Yes. All of those. As many of you know, it’s also the time when you have to start talking about “what’s next.” With that in mind, there are the obligatory college visits, discussions about the future, and the ACT test. This is the test, of course, that helps colleges and universities decide whether your kid is good enough to pay for the opportunity to attend their school. If you think you detect a hint of negativity about the process, you are right.
Unfortunately, on the first time out, Jade felt the same way.
She was not sure what she wanted to do. She did NOT want to take this test. She did not want to get up early. She was pretty much “all out” on the whole process. Her results showed it. She did not do well on the test. But as is nearly always the case, the failure is not nearly as important as the response to it. Jade went back to work.
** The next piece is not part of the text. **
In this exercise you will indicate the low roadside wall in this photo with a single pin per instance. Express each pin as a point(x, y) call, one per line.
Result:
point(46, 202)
First, she adopted a better attitude about the whole process. That is SO important. Studies tell you that when you have a positive attitude, your brain functions better. So that alone might have helped. But that was not all. She also started working with a coach. Elaine Smith worked with her over 5 sessions. Not only did she give Jade tips and tricks for attacking the test, but (maybe more importantly) she gave her the confidence that she could do well.
She studied. She worked on it . She had a better attitude. Her results showed it.
I am very proud to report that Jade’s overall score went up quite a bit. Several sections of the test went up even more. It’s great news. But to me, this is not the best part of the story. The reality (as I see it) is that this is just one standardized test. It’s one of those things that seems important in the moment. But it’s not. Not really.
What IS important is that Jade learned how life works. When you try something new, you might do poorly. You almost certainly will do poorly if your attitude sucks. But if you learn from it. You readjust your attitude. You work on it. You get a coach. You will get better. Now THAT is a lesson I can get behind.